Dykes Diorama

November 19th, 2014 | Uncategorized

Look at this amazing diorama of Madwimmin Books created by artist Judith Abraham. It’s part of an exhibit at A.P.E. Gallery in Northampton called The Diorama Show. It’s up until December 7th. I’m hoping to get down and see it up close. I’m not quite sure what the scale is, but it looks quite small. See all the miniature books, and the tiny vibrator in the glass display case?



Judith, a.k.a. Iris Bloom, describes her piece like this. “This diorama is based on the underground comic Dykes To Watch Out For by Alison Bechdel which chronicles the cultural history of lesbian feminism in the 80’s and 90’s. It is also a reflection of my personal history. It has been fun to re-imagine this history through the characters of DTWOF in a women’s bookstore where so much of it took place.”

Although the bookstore in my comic strip was based to some extent on the late lamented Amazon Bookstore in Minneapolis, it was also very similar to many other women’s bookstores that used to exist. Like Womanfyre Books, in Northampton itself, where I lived briefly in the 1980s. It’s moving to see that historical space recreated, and it’s very cool  to see my own two-dimensional universe given three-dimensional form. There’s something haunting about seeing the light and shadow falling on real objects.

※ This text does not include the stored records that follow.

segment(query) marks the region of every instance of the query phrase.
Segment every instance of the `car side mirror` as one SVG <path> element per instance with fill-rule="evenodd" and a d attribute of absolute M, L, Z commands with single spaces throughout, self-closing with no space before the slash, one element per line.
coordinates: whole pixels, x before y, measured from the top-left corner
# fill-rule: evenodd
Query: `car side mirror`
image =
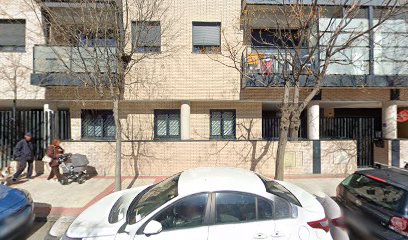
<path fill-rule="evenodd" d="M 143 233 L 146 235 L 158 234 L 163 229 L 161 223 L 155 220 L 151 220 L 143 230 Z"/>

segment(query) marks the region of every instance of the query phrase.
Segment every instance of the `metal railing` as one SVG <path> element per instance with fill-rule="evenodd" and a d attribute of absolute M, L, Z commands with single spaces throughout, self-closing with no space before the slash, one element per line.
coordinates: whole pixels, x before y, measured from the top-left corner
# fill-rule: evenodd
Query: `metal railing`
<path fill-rule="evenodd" d="M 116 73 L 115 47 L 34 46 L 34 73 Z"/>
<path fill-rule="evenodd" d="M 307 74 L 307 69 L 313 67 L 313 63 L 304 64 L 308 54 L 308 48 L 248 47 L 242 55 L 244 86 L 256 85 L 256 82 L 265 86 L 281 84 L 280 76 L 293 74 L 293 67 L 301 64 L 306 66 L 301 74 Z"/>

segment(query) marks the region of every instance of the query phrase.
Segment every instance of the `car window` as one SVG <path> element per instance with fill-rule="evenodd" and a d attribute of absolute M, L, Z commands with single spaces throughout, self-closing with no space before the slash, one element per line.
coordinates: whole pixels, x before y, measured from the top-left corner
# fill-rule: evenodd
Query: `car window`
<path fill-rule="evenodd" d="M 208 194 L 187 197 L 166 208 L 153 219 L 162 224 L 163 230 L 192 228 L 203 225 Z"/>
<path fill-rule="evenodd" d="M 256 197 L 243 193 L 216 194 L 216 223 L 256 220 Z"/>
<path fill-rule="evenodd" d="M 284 186 L 280 185 L 278 182 L 270 180 L 261 175 L 258 175 L 258 177 L 264 183 L 266 191 L 268 193 L 279 196 L 297 206 L 300 206 L 300 207 L 302 206 L 299 200 L 295 197 L 295 195 L 293 195 L 289 190 L 287 190 Z"/>
<path fill-rule="evenodd" d="M 129 209 L 129 224 L 140 221 L 166 202 L 177 197 L 179 178 L 180 174 L 176 174 L 154 185 L 145 192 L 136 204 L 131 205 Z"/>
<path fill-rule="evenodd" d="M 272 203 L 258 198 L 258 220 L 269 220 L 273 219 L 273 206 Z"/>
<path fill-rule="evenodd" d="M 393 211 L 399 210 L 404 201 L 403 189 L 362 174 L 353 174 L 341 184 L 354 195 Z"/>

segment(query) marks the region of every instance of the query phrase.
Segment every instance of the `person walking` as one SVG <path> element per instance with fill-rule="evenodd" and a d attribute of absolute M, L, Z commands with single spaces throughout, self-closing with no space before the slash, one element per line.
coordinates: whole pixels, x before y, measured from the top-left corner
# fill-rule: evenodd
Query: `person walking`
<path fill-rule="evenodd" d="M 60 144 L 61 144 L 60 139 L 54 139 L 52 140 L 51 145 L 48 146 L 47 156 L 51 158 L 51 162 L 49 163 L 51 167 L 51 172 L 47 180 L 53 179 L 54 176 L 56 176 L 58 181 L 60 183 L 63 183 L 62 182 L 63 176 L 59 171 L 60 162 L 58 161 L 58 158 L 61 157 L 62 154 L 64 154 L 64 149 L 60 146 Z"/>
<path fill-rule="evenodd" d="M 32 138 L 32 134 L 30 132 L 26 132 L 24 134 L 24 138 L 20 140 L 15 147 L 14 156 L 18 160 L 18 168 L 13 176 L 13 182 L 17 182 L 17 179 L 20 177 L 21 173 L 23 173 L 24 169 L 27 167 L 27 164 L 27 178 L 31 179 L 35 156 L 33 144 L 31 143 Z"/>

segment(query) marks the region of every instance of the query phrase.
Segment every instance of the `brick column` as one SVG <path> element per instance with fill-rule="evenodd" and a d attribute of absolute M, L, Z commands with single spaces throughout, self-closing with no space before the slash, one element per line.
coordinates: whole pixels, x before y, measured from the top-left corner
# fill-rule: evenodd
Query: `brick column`
<path fill-rule="evenodd" d="M 397 139 L 397 104 L 383 103 L 382 133 L 385 139 Z"/>
<path fill-rule="evenodd" d="M 181 103 L 180 108 L 181 140 L 190 139 L 190 102 Z"/>
<path fill-rule="evenodd" d="M 320 107 L 317 102 L 311 102 L 307 108 L 307 138 L 310 140 L 320 138 Z"/>

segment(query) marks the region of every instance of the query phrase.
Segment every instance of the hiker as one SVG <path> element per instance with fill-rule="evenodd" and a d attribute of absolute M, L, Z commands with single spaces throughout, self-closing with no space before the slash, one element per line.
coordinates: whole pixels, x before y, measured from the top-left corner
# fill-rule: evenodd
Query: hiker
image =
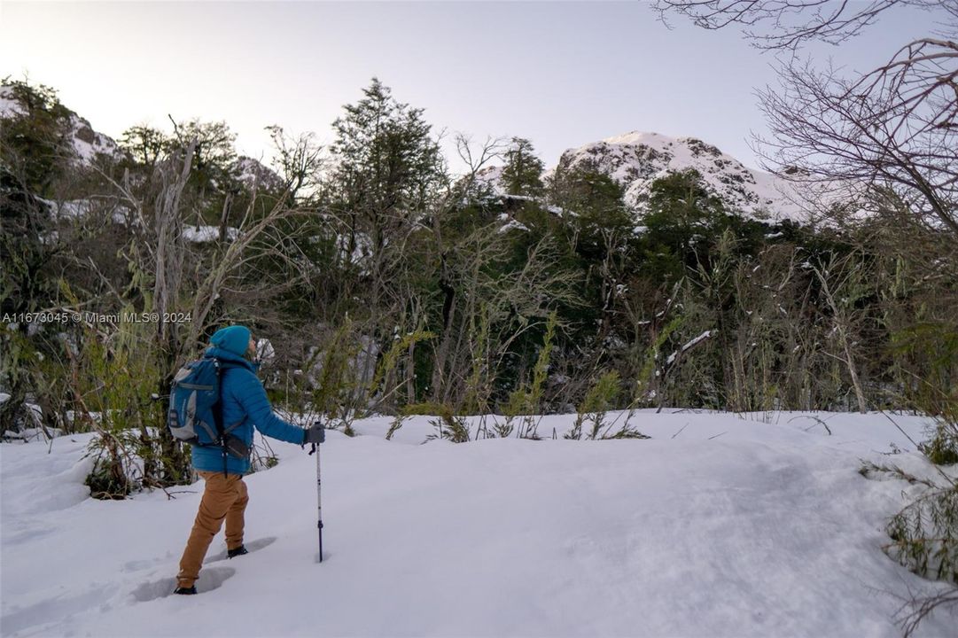
<path fill-rule="evenodd" d="M 199 512 L 193 524 L 190 539 L 180 558 L 175 594 L 195 594 L 196 579 L 213 536 L 226 521 L 226 551 L 231 558 L 247 554 L 242 544 L 243 512 L 249 501 L 242 477 L 249 470 L 249 451 L 253 444 L 253 426 L 267 437 L 287 443 L 321 444 L 326 436 L 323 425 L 304 429 L 273 414 L 262 383 L 256 376 L 259 363 L 256 340 L 245 326 L 230 326 L 217 330 L 210 338 L 212 346 L 204 357 L 215 357 L 223 364 L 220 381 L 222 423 L 228 437 L 229 453 L 219 445 L 194 445 L 193 467 L 206 487 L 199 502 Z M 239 423 L 235 429 L 230 426 Z"/>

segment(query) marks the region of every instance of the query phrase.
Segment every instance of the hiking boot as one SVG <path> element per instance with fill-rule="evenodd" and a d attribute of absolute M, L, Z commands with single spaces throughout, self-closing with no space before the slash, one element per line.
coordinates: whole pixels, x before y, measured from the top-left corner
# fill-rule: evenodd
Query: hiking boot
<path fill-rule="evenodd" d="M 243 554 L 249 554 L 249 551 L 242 545 L 236 548 L 235 550 L 226 550 L 226 557 L 228 558 L 235 558 L 238 556 L 242 556 Z"/>

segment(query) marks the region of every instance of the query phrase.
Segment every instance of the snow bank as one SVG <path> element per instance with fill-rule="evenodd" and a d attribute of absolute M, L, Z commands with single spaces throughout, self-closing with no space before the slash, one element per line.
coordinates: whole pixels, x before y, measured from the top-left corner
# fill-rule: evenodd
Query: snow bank
<path fill-rule="evenodd" d="M 3 444 L 3 633 L 899 636 L 895 596 L 941 585 L 880 550 L 905 484 L 857 472 L 922 466 L 928 422 L 894 419 L 642 411 L 650 440 L 573 442 L 573 417 L 549 416 L 555 441 L 464 444 L 420 444 L 429 418 L 393 441 L 366 420 L 323 445 L 322 564 L 313 457 L 275 443 L 246 479 L 260 549 L 209 562 L 196 597 L 169 593 L 201 485 L 94 501 L 89 435 Z"/>

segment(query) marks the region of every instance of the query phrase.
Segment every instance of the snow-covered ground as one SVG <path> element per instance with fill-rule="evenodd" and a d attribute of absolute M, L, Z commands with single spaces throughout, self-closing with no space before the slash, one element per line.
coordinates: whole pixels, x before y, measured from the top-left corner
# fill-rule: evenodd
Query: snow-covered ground
<path fill-rule="evenodd" d="M 97 501 L 90 435 L 5 444 L 2 635 L 898 636 L 899 599 L 946 586 L 880 549 L 914 488 L 861 461 L 931 471 L 884 415 L 640 412 L 650 439 L 564 441 L 573 419 L 538 442 L 330 433 L 321 564 L 313 457 L 274 443 L 246 479 L 258 549 L 222 559 L 217 536 L 194 597 L 169 594 L 202 484 Z"/>

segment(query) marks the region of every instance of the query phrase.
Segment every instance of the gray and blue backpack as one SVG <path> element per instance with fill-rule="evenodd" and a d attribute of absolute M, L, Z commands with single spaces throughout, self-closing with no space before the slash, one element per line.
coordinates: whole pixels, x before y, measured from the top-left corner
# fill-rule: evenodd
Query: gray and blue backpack
<path fill-rule="evenodd" d="M 246 444 L 230 434 L 242 421 L 223 425 L 221 375 L 223 370 L 234 367 L 204 356 L 180 368 L 170 389 L 167 415 L 167 426 L 174 439 L 194 445 L 222 447 L 224 464 L 227 452 L 239 458 L 249 454 Z"/>

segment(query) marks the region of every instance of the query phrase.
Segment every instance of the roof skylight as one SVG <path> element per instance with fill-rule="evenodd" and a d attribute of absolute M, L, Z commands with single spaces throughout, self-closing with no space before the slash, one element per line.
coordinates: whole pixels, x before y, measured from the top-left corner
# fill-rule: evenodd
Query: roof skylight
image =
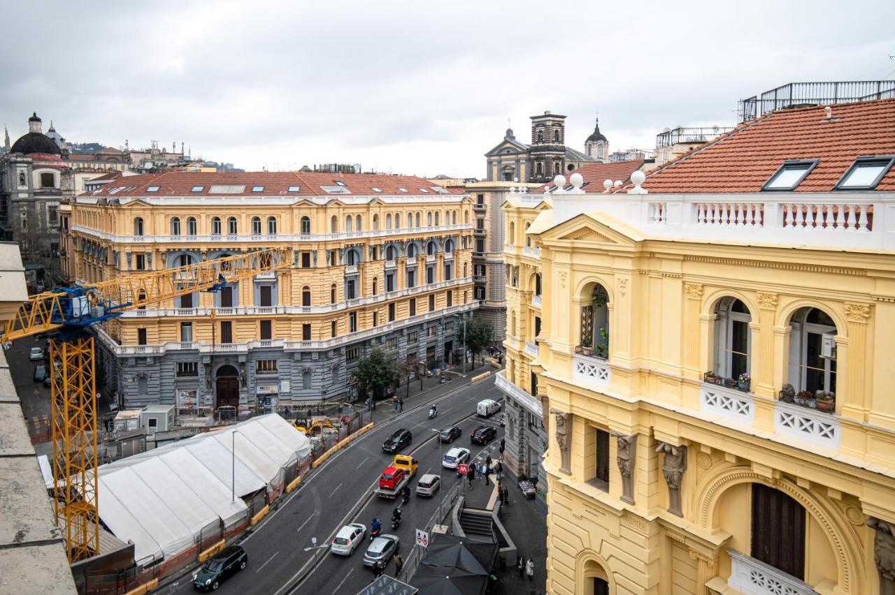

I imagine that seeing it in person will be even more intense. Here’s one more view:


Also, the idea of a diorama reminded me of this scene from Invasion of the Dykes to Watch Out For, circa 2005. Clarice has taken Raffi and Stella to the natural history museum, and there’s a special exhibit on endangered species. There’s a panda diorama, and then in this panel, two more dioramas:

endangered species close-up

12 Responses to “Dykes Diorama”

  1. sparks123 says:

    Too cool! Absolutely wonderful!

  2. Al, et al. says:

    That is just awesome. I miss DTWOF so much.

  3. T. Moore says:

    Now is the time for action figures and assorted playsets: Madwimmin Books, Cafe Topaz, the food collective, the various abodes…

  4. Alex K says:

    “Meta” is the term, I think. Circling inward, spiralling tighter. But AB has left that spiral, although she may look backward at it now and again.

  5. Hardbackwriter says:

    Wonderful – this brings back happy memories of Northampton, and Madwimmin, and I would so buy all the Madwimmin figures (maybe best in Lego)

  6. Jack Sky says:

    Very cool! I didn’t envision Mo as so tall. I miss DTWOF a lot too.

  7. Andrew B says:

    Everybody has noticed what book is on display in the front window, right?

    That last panel is a classic — observing and being observed. Clarice is commenting on Ana and Gloria, but her own relationship is also on the rocks. The viewer/reader knows it, but she doesn’t yet. Which side of the glass are we on?

    It’s also hilarious.

  8. Pam I says:

    There needs to be a whole town, with a railway to connect the shops and tiny Mo, Jezanna etc people who can ride between them. Does this woman lack ambition?

  9. j.b.t. says:

    I wish I could fly there to see it!


  10. Dr. Empirical says:

    I love Northampton. Haven’t been there for twenty years or more, but it’s still my favorite town. Maybe I’ll retire there.

  11. Feminista says:

    Hi everyone–Haven’t visited this blog for awhile,as I’ve migrated over to Facebook,but had heard about the MacArthur…Glad to see some of the old timers here.
    @Kate L: Thanks for mentioning me in your Oct.27 post in the Venice thread,and glad to see you’re fighting the good fight in Kansas.
    I,too,like Mulgrew in Orange is the New Black, as well as many of the other complicated,diverse characters.
    Speaking of Madwimmin,our local feminist non-profit indie bookstore/resource center here in Portland,OR,just celebrated its 21st birthday. Their board has organized an online fundraising campaign,and it looks at this point that they’ll reach their goal.
    Carry on,everyone.

  12. Dang! I missed it. And I know Judith, too.